Closing Your Eyes While Driving? Try It, You’ll Like It.

My high school football coach used to say, “When the going gets tough, the tough get going.”

That came to mind as I sat in my study staring out the window. I told myself I really should be doing something rather than just sitting around. Realizing it had been a while since I ran, I thought, what better time than now, so I began pumping myself up. “Hell yeah, I’ll go running! I can do this! Yeah, baby!” As I changed into my running gear, tied my running shoes, I continued to hype myself up like a high school football coach during halftime. “Now get out there and show me what you got!” But before I leave, I thought, I’ll turn on some music to set the pace. As “Chariots of Fire” (theme song from a movie about two 1920s Olympic runners) began playing I asked myself, “Who am I kidding?”

I kept remembering my coach talking about getting tough during times like this, and I realized that all of us racers should be taking this time to pump ourselves up. There was a doctor from the University of Chicago that conducted a study of “visualization” with basketball athletes. He had them close their eyes and visualize shooting baskets for 30 minutes a day for 30 days. The end result showed a 23 percent improvement.

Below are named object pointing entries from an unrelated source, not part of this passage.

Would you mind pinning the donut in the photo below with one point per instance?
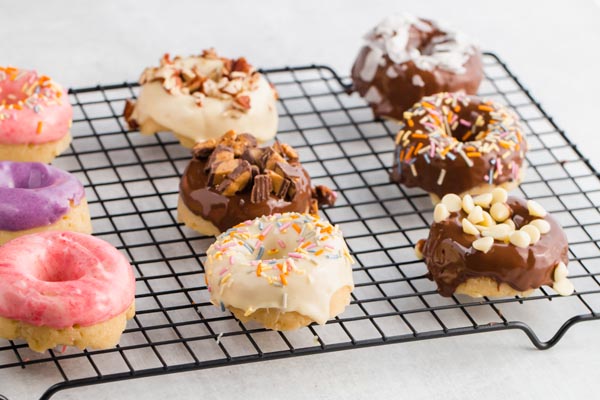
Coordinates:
(64, 288)
(456, 143)
(494, 245)
(35, 197)
(284, 271)
(200, 97)
(406, 58)
(231, 180)
(35, 116)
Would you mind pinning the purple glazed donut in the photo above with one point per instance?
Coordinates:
(37, 197)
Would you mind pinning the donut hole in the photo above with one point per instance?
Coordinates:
(68, 266)
(278, 246)
(33, 176)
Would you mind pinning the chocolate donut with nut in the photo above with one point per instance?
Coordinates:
(494, 245)
(231, 180)
(456, 143)
(405, 58)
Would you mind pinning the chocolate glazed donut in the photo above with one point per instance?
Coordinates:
(452, 260)
(406, 58)
(231, 180)
(454, 143)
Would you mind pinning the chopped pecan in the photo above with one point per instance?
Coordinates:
(129, 106)
(236, 180)
(241, 65)
(220, 154)
(242, 102)
(261, 189)
(286, 150)
(324, 195)
(270, 158)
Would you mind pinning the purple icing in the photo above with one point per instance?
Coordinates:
(35, 194)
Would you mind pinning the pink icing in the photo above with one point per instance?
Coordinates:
(33, 109)
(62, 279)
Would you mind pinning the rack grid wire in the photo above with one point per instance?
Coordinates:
(132, 187)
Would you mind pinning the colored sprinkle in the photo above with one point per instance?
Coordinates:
(441, 177)
(296, 228)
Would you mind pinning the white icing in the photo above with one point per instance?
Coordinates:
(312, 275)
(418, 81)
(156, 109)
(391, 37)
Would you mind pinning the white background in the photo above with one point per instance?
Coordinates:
(554, 48)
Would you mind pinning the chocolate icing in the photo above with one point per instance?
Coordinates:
(460, 176)
(399, 85)
(451, 260)
(205, 199)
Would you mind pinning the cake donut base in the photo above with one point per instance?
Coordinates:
(41, 338)
(44, 152)
(286, 321)
(77, 219)
(482, 287)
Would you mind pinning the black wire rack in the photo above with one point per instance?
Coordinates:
(132, 188)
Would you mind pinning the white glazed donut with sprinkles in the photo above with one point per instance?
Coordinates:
(284, 271)
(456, 143)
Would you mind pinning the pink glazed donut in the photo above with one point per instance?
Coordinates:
(35, 116)
(64, 288)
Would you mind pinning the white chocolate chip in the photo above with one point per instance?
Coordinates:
(483, 244)
(560, 272)
(542, 225)
(535, 209)
(499, 212)
(499, 195)
(468, 203)
(510, 223)
(562, 285)
(452, 202)
(476, 215)
(440, 213)
(418, 252)
(483, 200)
(520, 239)
(487, 219)
(498, 232)
(469, 228)
(533, 232)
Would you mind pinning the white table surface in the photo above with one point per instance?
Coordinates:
(554, 48)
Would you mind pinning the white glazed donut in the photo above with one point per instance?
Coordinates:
(284, 270)
(201, 97)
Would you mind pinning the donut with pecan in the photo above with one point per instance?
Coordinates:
(231, 180)
(200, 97)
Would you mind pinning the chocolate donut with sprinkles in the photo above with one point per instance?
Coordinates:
(284, 271)
(456, 143)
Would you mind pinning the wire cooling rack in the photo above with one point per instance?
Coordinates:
(132, 187)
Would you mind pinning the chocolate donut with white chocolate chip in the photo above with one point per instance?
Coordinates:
(231, 180)
(494, 245)
(406, 58)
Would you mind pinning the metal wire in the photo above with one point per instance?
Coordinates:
(132, 187)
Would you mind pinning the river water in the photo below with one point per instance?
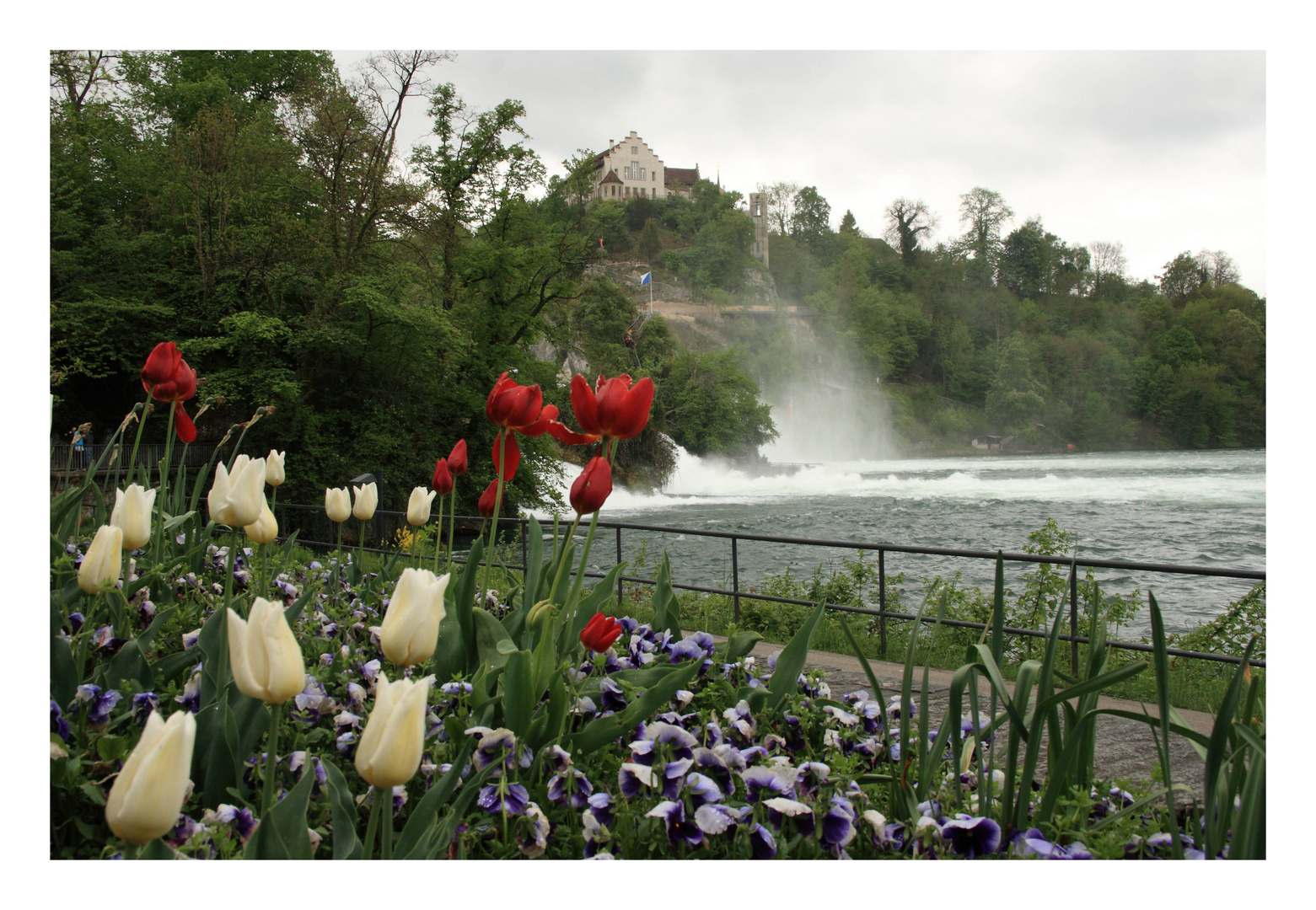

Lanny Basham, my Olympic mental training coach, was an American marksman who won a silver medal in the 1972 Olympics, was invited to fill in for another athlete who was unable to compete in the 1976 Olympics, but Lanny had not even picked up a rifle in four years. Accepting the challenge, he began “visualizing” shots without even picking up his rifle until a week before competing. Not only did Lanny do well, but for the next six years, he dominated his sport, winning 22 world individual and team titles, setting four world records and winning the coveted Olympic Gold Medal in Montreal in 1976.

Lanny taught me how to build a “mental toolbox,” which includes techniques like visualization. Just like you do when you build a racecar, when you want to perform a certain job, what do you do? You reach in your toolbox and pull out the correct tool. If you don’t have the right tool, you work hard to earn it then you keep it in your box until you need it. The more tools you have, the better you become at fixing things. A mental toolbox helps you fix things like doubt, distraction, frustration, knowing when to apply gas or brakes and more, because you can visualize every scenario.

How many times has your driving instructor said, “Learn to use all of the track.” I have to laugh remembering all the times my driving instructors said things like, “Don’t lift!” or “Don’t brake!” and the best one, “You know, Faules, if you’d stop letting off the damn gas, you’d be faster.” And I would reply, “But you just got through telling me, slow in, is fast out!”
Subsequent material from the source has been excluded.